RU2021207C1 - Magnesium-, zinc- and nickel-substituted bismuth niobates - Google Patents

Abstract

FIELD: metallurgy. SUBSTANCE: enumerated magnesium-, zinc- and nickel-substituted bismuth niobates having general formula of (Bi_2/3[]_1/3)₂(Me $\genfrac{}{}{0ex}{}{\text{2+}}{\text{1/}}$ ₃Nb_2/3)₂O₆[]₁, where [] denotes vacancies and Me²⁺ represents magnesium, zinc or nickel can be employed as high-frequency capacitor materials having marked dielectric permeability, dielectric permeability temperature coefficient and low value of dielectric loss angle tangent. EFFECT: higher quality. 4 tbl

Description

The invention relates to chemical compounds niobium oxide, bismuth and divalent metal - magnesium, zinc and nickel general formula (Bi _2/3 [] _{1/3) 2} (Me _1/3 ²⁺ Nb _{2/3) 2} O ₆ [] ₁ where [] are vacancies, Me ²⁺ - Mg ²⁺ , Zn ²⁺ or Ni ²⁺ , and can be used for the production of high-frequency ceramic capacitors.

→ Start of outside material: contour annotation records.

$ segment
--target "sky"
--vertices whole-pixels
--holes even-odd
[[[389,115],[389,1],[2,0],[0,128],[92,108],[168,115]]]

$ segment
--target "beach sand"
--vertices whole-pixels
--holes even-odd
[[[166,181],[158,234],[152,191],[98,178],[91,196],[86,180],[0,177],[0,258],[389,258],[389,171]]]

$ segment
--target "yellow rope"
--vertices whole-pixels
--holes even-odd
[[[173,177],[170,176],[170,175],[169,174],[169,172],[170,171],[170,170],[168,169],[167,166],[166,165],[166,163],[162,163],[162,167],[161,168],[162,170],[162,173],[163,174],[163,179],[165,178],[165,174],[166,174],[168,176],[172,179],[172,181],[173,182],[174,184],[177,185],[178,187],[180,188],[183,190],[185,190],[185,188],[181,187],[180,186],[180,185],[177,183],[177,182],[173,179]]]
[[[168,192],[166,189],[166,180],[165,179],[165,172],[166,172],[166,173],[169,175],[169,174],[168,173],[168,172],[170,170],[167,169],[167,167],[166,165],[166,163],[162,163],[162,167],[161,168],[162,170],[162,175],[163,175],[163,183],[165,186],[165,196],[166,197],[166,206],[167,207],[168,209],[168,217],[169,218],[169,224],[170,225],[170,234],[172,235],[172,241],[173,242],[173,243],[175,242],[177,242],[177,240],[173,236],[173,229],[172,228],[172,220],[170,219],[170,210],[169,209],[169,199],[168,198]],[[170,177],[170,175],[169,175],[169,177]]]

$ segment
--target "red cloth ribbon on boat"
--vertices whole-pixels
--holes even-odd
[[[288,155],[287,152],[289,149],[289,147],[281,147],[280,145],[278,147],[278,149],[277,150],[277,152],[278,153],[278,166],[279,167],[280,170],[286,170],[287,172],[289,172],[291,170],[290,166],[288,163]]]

Currently, in the manufacture of these capacitors are widely used compounds of titanates and niobates of alkaline earth elements, as well as magnesium and bismuth, as well as SrTiO ₃ , CaTiO ₃ , MgTiO ₃ , Bi ₂ Ti ₂ O ₇ , Pb ₂ Nb ₂ O ₇ and others, properties which are given in table. 1 and are described in the literature.

As can be seen from the data given in table. 1, in the manufacture of ceramic capacitors, compounds of various crystal structures are used. Compounds with the perovskite structure SrTiO ₃ , CaTiO _{3 are} characterized by a relatively high dielectric constant ε = 250,150 and a large negative temperature coefficient of dielectric constant TKE = -2500.10 ^-6 deg ^-1 or -1500.10 ^-6 deg ^-1 , respectively.

The compound Pb ₂ Nb ₂ O ₇ with the pyrochlore structure used in the manufacture of capacitors, having ε ≈ 140, is also characterized by a large negative temperature coefficient TKE, while the compound of lanthanum dithitanate (La ₂ Ti ₂ O ₇ ) or neodymium (Nd ₂ TiO ₇ ) has a small ε ≈ 40–50 for small positive TKE values (see table 1).

Moreover, all compounds have a sintering temperature T _cn. (1200-1400) ^о С, which makes it impossible to obtain low-temperature ceramic materials for capacitors on their basis and to use low-temperature compositions, in particular, Ag-Pd alloys, as electrodes of monolithic capacitors.

 The purpose of the invention is to increase the dielectric constant of ceramic materials while maintaining the temperature coefficient of the dielectric constant of the TKE and lower their sintering temperature for the manufacture of high-frequency capacitors of thermally compensating TKE groups.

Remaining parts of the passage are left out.